Chicago’s legal and political establishment has been rocked after a Somali‑origin judge was led from his chambers in handcuffs, as ICE and the FBI rolled up what prosecutors call a $27.9 billion international money‑laundering syndicate hidden in plain sight.
At dawn, federal agents swept through luxury condos, law offices, currency‑exchange booths and warehouse fronts on the city’s South and West Sides. By mid‑morning, more than two dozen suspects were in custody—among them the veteran immigration and commercial‑court judge accused of turning his courtroom and charity foundations into “the hub of a global washing machine.”

According to a 200‑page indictment, the network allegedly funneled cartel cash, sanctions‑busting oil money and cyber‑crime profits through a maze of shell companies, bogus import–export deals and underground hawala brokers stretching from Chicago to Dubai, Mogadishu and Istanbul. ICE investigators say billions flowed through remittance shops and sham refugee charities, then re‑emerged as “clean” investments in real estate, tech start‑ups and municipal bonds.
Wiretaps and encrypted chats cited in the filing suggest the judge used his position to fix forfeiture cases, tip off ᴀssociates about sealed warrants and quietly quash deportation orders that threatened key couriers.
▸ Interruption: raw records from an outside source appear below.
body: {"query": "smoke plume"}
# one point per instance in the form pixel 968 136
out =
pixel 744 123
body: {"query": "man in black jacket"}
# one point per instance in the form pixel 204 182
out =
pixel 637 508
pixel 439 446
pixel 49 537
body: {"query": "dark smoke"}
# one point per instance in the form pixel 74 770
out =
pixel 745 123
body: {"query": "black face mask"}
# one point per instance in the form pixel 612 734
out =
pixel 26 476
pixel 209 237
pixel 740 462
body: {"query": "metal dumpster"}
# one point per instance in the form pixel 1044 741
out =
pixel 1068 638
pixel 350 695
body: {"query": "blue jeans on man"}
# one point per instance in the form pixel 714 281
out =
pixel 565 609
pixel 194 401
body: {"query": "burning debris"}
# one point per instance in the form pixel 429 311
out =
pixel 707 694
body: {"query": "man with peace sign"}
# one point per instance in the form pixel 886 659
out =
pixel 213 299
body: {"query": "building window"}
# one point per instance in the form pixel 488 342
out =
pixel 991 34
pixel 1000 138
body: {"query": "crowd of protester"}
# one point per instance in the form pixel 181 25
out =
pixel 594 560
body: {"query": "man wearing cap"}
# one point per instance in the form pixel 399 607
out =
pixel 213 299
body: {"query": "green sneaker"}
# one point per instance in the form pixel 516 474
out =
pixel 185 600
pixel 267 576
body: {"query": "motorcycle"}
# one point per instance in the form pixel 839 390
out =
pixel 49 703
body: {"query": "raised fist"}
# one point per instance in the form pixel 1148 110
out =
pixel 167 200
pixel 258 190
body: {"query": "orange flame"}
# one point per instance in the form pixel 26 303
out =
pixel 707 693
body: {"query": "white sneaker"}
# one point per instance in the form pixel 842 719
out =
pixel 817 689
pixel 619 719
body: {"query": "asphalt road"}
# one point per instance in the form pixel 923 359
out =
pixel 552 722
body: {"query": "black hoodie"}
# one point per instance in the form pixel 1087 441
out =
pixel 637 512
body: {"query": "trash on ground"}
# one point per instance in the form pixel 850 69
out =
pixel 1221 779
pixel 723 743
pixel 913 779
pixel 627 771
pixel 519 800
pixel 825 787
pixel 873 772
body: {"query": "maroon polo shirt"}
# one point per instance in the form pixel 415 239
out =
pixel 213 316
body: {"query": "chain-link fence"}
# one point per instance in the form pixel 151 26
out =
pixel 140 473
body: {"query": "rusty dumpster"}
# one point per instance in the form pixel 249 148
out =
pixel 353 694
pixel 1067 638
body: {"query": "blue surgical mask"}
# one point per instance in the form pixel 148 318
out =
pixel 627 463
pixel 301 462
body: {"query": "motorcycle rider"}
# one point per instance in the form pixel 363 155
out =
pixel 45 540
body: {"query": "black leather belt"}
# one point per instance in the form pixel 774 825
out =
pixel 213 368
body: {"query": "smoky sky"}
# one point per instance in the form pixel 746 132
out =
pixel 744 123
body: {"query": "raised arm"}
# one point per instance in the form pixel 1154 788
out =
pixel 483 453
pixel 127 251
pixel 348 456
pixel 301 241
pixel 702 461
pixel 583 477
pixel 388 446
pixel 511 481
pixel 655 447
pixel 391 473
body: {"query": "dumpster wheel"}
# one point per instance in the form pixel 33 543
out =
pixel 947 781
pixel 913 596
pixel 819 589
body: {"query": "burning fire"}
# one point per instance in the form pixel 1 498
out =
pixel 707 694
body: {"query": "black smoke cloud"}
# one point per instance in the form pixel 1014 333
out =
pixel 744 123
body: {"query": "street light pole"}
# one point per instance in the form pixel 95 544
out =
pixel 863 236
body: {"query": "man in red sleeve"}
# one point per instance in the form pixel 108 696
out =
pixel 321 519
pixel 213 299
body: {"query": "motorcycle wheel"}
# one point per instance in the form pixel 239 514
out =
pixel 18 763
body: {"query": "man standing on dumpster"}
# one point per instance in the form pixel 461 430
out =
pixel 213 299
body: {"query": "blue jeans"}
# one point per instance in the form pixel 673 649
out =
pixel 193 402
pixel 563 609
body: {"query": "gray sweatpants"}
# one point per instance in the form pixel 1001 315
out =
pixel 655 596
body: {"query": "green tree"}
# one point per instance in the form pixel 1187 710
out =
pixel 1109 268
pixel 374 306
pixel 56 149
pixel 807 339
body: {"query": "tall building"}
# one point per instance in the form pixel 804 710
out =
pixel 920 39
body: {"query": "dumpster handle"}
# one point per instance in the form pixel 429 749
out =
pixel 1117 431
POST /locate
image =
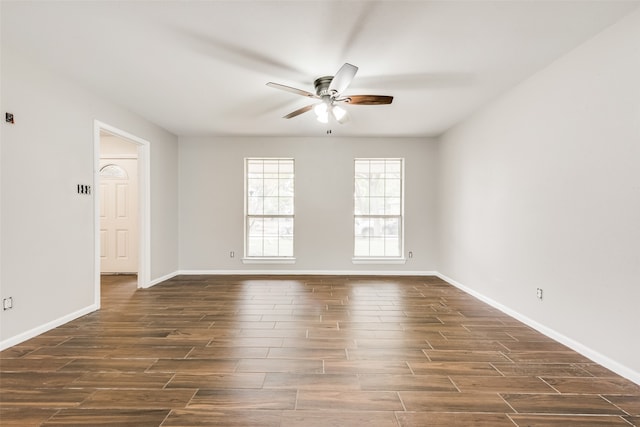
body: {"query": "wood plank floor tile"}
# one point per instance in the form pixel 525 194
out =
pixel 493 384
pixel 526 420
pixel 300 366
pixel 615 385
pixel 9 380
pixel 226 399
pixel 108 365
pixel 139 399
pixel 541 369
pixel 42 397
pixel 382 382
pixel 303 351
pixel 194 366
pixel 348 400
pixel 230 380
pixel 304 418
pixel 630 404
pixel 307 353
pixel 453 368
pixel 289 381
pixel 223 418
pixel 25 417
pixel 453 402
pixel 561 404
pixel 350 367
pixel 452 419
pixel 122 380
pixel 111 417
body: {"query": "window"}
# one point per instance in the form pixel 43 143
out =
pixel 269 208
pixel 378 208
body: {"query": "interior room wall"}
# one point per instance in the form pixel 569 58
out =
pixel 47 229
pixel 212 201
pixel 541 189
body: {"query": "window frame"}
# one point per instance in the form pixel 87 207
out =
pixel 380 259
pixel 266 259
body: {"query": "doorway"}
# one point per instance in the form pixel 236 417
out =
pixel 118 192
pixel 121 220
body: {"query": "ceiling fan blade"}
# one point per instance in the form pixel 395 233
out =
pixel 369 99
pixel 299 111
pixel 343 78
pixel 340 114
pixel 292 90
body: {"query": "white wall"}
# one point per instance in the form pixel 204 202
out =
pixel 542 189
pixel 47 230
pixel 212 191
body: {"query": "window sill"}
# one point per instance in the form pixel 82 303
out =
pixel 268 260
pixel 373 260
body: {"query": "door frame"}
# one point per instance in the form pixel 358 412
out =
pixel 144 204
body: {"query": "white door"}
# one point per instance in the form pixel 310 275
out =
pixel 118 215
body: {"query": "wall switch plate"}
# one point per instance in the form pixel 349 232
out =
pixel 84 189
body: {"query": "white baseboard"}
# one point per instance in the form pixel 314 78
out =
pixel 17 339
pixel 308 272
pixel 161 279
pixel 588 352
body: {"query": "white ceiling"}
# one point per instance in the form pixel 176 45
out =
pixel 200 67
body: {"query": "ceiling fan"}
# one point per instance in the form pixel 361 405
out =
pixel 329 90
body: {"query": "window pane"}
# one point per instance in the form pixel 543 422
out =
pixel 392 206
pixel 285 227
pixel 376 187
pixel 270 187
pixel 270 205
pixel 362 227
pixel 285 188
pixel 285 206
pixel 254 246
pixel 286 246
pixel 361 246
pixel 392 188
pixel 361 206
pixel 376 206
pixel 269 196
pixel 377 196
pixel 270 246
pixel 376 246
pixel 391 227
pixel 392 246
pixel 254 206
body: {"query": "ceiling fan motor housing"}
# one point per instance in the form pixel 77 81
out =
pixel 322 86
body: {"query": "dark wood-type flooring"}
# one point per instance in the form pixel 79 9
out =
pixel 303 351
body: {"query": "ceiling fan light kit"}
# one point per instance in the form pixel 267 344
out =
pixel 329 90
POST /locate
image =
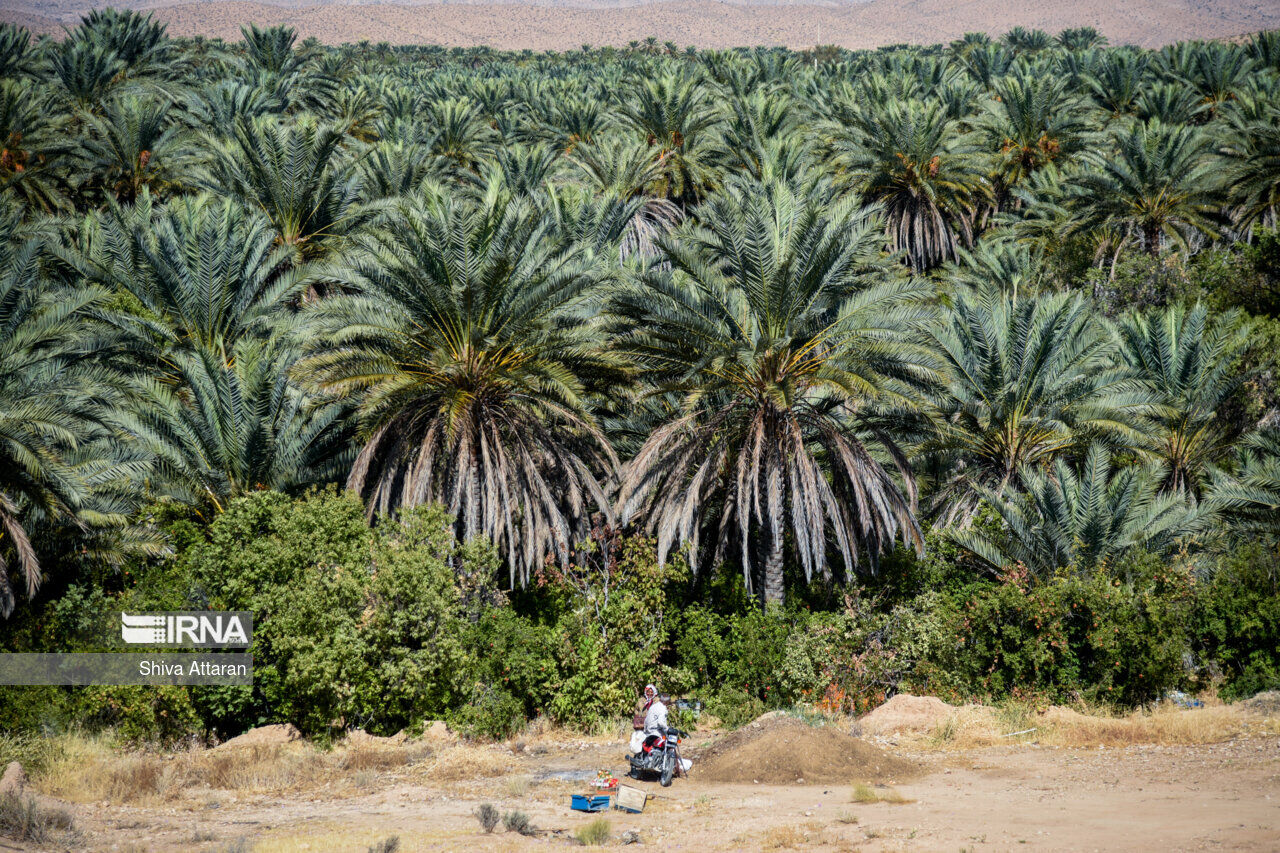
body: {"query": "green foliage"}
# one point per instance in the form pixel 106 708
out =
pixel 140 714
pixel 488 714
pixel 1118 637
pixel 1020 293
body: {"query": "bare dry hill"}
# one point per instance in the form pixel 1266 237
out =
pixel 707 23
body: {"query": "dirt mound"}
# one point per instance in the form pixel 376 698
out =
pixel 361 738
pixel 263 737
pixel 777 749
pixel 1265 702
pixel 906 712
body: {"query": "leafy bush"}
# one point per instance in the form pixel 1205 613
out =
pixel 140 714
pixel 1238 621
pixel 492 714
pixel 352 626
pixel 1119 637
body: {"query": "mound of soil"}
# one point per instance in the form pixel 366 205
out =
pixel 274 735
pixel 906 712
pixel 780 751
pixel 1265 702
pixel 361 738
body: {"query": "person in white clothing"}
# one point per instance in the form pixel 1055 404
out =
pixel 656 719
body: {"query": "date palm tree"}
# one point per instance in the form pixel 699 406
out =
pixel 1187 359
pixel 1251 498
pixel 781 333
pixel 208 291
pixel 33 144
pixel 1082 520
pixel 135 144
pixel 676 121
pixel 1028 381
pixel 223 422
pixel 1033 122
pixel 298 176
pixel 55 406
pixel 469 352
pixel 922 169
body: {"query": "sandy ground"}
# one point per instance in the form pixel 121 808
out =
pixel 566 24
pixel 1025 797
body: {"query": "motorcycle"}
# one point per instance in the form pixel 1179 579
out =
pixel 659 755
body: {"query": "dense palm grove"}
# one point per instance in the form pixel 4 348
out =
pixel 923 343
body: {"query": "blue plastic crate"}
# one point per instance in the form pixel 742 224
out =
pixel 581 803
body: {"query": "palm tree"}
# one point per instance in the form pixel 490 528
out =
pixel 1119 78
pixel 1251 498
pixel 135 145
pixel 470 357
pixel 1004 265
pixel 1082 520
pixel 1028 381
pixel 1188 360
pixel 54 402
pixel 775 323
pixel 138 41
pixel 199 270
pixel 87 71
pixel 1216 73
pixel 1159 183
pixel 270 50
pixel 1252 159
pixel 1032 123
pixel 622 169
pixel 1170 103
pixel 32 145
pixel 208 288
pixel 297 176
pixel 225 422
pixel 676 121
pixel 914 162
pixel 462 136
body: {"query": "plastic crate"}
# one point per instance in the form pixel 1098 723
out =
pixel 581 803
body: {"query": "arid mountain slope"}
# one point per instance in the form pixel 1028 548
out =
pixel 703 22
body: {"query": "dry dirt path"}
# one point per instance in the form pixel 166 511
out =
pixel 1223 797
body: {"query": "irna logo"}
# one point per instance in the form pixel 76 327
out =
pixel 191 629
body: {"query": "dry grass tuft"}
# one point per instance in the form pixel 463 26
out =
pixel 595 834
pixel 82 769
pixel 978 726
pixel 22 819
pixel 782 836
pixel 865 794
pixel 516 787
pixel 456 763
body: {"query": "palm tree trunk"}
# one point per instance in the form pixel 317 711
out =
pixel 472 506
pixel 773 589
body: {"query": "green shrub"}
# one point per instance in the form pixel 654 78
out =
pixel 140 714
pixel 734 707
pixel 1238 620
pixel 1102 637
pixel 492 714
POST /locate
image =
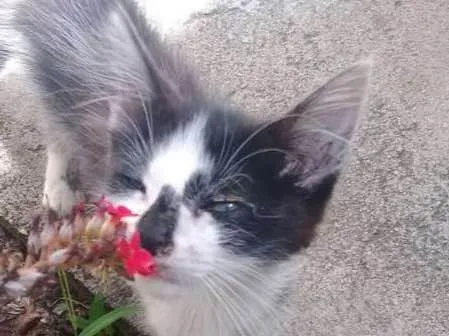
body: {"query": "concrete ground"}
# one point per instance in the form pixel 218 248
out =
pixel 380 265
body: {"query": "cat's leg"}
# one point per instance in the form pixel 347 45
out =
pixel 58 193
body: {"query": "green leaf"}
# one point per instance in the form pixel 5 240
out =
pixel 81 322
pixel 97 308
pixel 107 319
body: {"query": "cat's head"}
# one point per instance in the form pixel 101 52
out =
pixel 220 193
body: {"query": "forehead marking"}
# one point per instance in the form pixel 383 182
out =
pixel 180 156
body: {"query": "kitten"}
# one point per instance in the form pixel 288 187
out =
pixel 223 201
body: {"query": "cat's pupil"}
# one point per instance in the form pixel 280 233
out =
pixel 224 206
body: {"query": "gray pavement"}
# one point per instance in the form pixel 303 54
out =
pixel 380 264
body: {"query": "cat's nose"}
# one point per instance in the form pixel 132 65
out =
pixel 157 225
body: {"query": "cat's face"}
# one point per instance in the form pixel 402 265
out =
pixel 217 193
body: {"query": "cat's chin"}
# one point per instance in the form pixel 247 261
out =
pixel 162 286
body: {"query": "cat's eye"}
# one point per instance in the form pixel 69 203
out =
pixel 224 207
pixel 131 182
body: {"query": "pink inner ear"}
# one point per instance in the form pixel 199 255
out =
pixel 324 125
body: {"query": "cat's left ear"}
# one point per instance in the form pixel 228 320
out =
pixel 317 133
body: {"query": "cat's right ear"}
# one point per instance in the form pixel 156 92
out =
pixel 317 133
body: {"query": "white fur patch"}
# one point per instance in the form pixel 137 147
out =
pixel 57 193
pixel 174 161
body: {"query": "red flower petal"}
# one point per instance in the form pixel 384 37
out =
pixel 136 260
pixel 135 240
pixel 123 248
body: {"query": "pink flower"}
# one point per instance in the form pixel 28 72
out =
pixel 118 212
pixel 136 259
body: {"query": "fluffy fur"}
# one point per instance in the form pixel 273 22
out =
pixel 224 201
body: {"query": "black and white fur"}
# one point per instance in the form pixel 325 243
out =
pixel 223 201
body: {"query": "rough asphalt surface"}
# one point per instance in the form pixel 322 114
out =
pixel 380 265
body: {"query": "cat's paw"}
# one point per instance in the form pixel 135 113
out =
pixel 58 196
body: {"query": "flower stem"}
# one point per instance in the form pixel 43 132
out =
pixel 64 284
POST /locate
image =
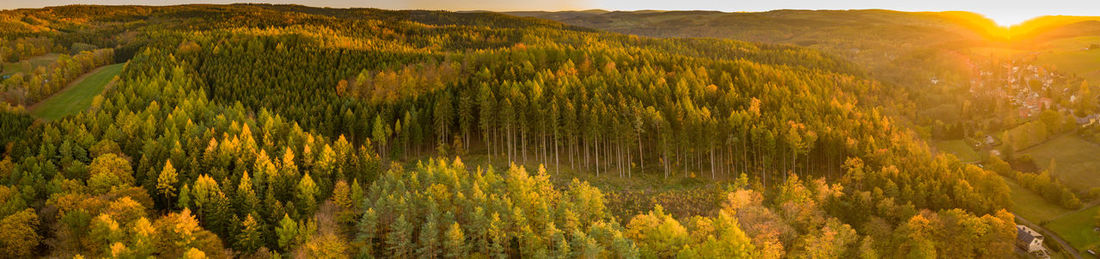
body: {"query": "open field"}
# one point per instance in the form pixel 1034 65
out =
pixel 77 96
pixel 12 67
pixel 1077 228
pixel 1070 55
pixel 1030 205
pixel 1077 161
pixel 960 149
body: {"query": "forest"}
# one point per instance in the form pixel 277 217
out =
pixel 263 131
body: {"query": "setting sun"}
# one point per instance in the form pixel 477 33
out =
pixel 549 129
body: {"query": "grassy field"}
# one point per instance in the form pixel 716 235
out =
pixel 960 149
pixel 12 67
pixel 1031 206
pixel 1077 228
pixel 77 96
pixel 1077 161
pixel 1070 55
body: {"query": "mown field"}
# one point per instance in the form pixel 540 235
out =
pixel 1070 55
pixel 78 96
pixel 1077 161
pixel 1032 206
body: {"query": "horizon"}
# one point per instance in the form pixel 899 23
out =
pixel 1002 13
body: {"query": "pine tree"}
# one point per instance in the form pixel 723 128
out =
pixel 287 233
pixel 454 243
pixel 166 183
pixel 250 238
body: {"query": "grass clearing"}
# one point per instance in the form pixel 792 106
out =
pixel 1070 55
pixel 1077 228
pixel 12 67
pixel 960 149
pixel 77 96
pixel 1031 205
pixel 1077 161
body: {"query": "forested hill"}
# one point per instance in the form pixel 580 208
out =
pixel 900 47
pixel 255 130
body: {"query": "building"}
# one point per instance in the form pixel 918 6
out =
pixel 1030 240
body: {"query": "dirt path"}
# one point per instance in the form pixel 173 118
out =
pixel 1046 233
pixel 70 85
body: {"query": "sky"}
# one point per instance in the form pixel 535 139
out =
pixel 1004 12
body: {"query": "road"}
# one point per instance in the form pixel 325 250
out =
pixel 1051 235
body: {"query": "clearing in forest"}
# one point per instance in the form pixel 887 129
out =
pixel 77 96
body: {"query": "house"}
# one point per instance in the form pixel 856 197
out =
pixel 1030 240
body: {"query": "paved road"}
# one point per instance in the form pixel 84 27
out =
pixel 1051 235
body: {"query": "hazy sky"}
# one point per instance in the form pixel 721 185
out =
pixel 1002 11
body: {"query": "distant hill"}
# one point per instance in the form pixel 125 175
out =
pixel 890 44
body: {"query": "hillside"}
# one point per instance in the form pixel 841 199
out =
pixel 260 130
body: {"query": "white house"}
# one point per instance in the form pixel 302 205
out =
pixel 1029 239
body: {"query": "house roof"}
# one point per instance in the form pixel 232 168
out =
pixel 1026 235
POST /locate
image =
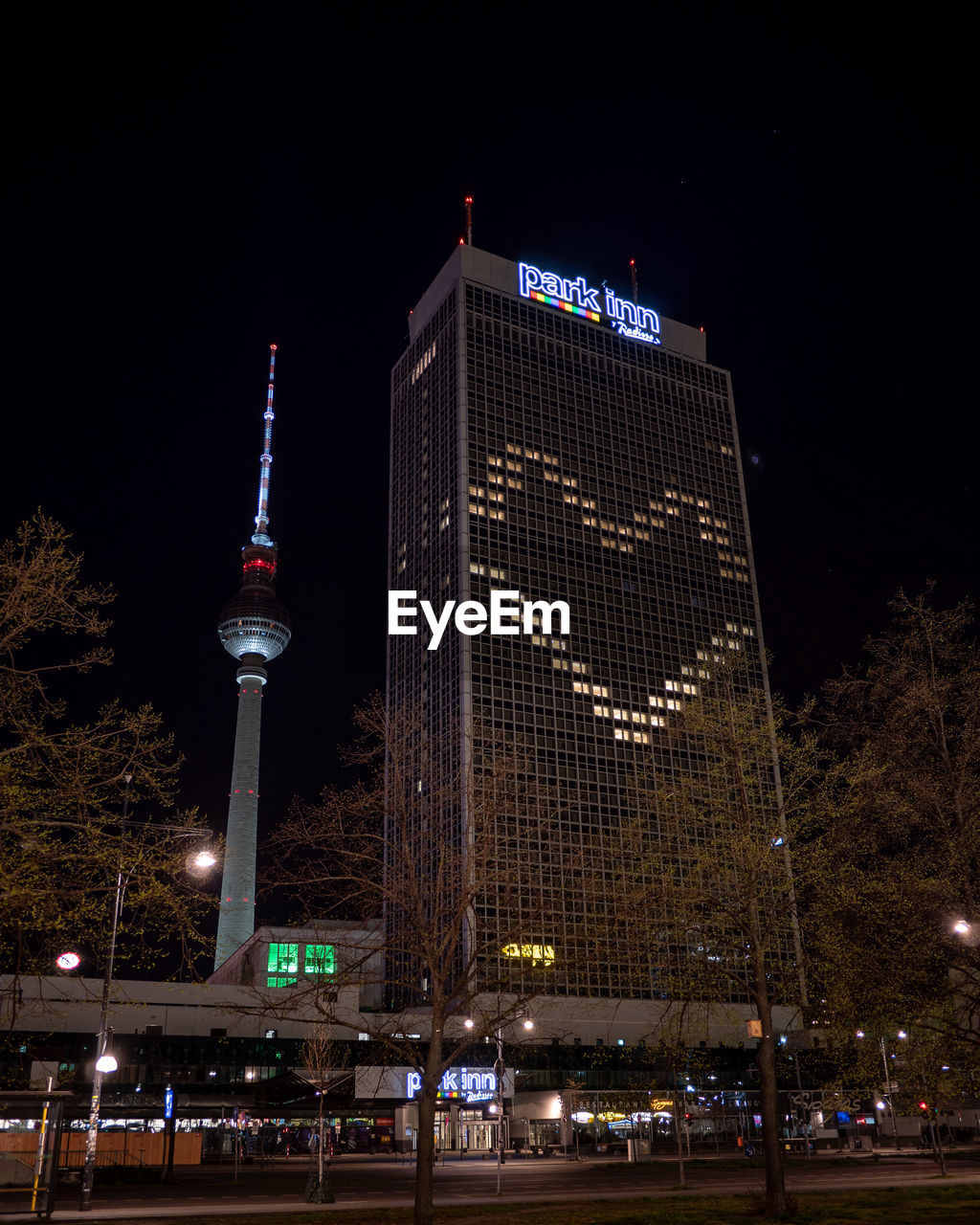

In return, prosecutors allege, he received offshore deposits, gold bars and luxury properties placed in relatives’ names.

The judge’s lawyers call the charges “fabricated” and blame “political hysteria over migration and terror,” but the Justice Department insists the evidence is overwhelming. As Chicago reels—and communities ask how a man sworn to uphold the law became, allegedly, its most sophisticated violator—one question looms: how many other guardians of the system were looking the other way as $27.9 billion slipped through the city’s fingers?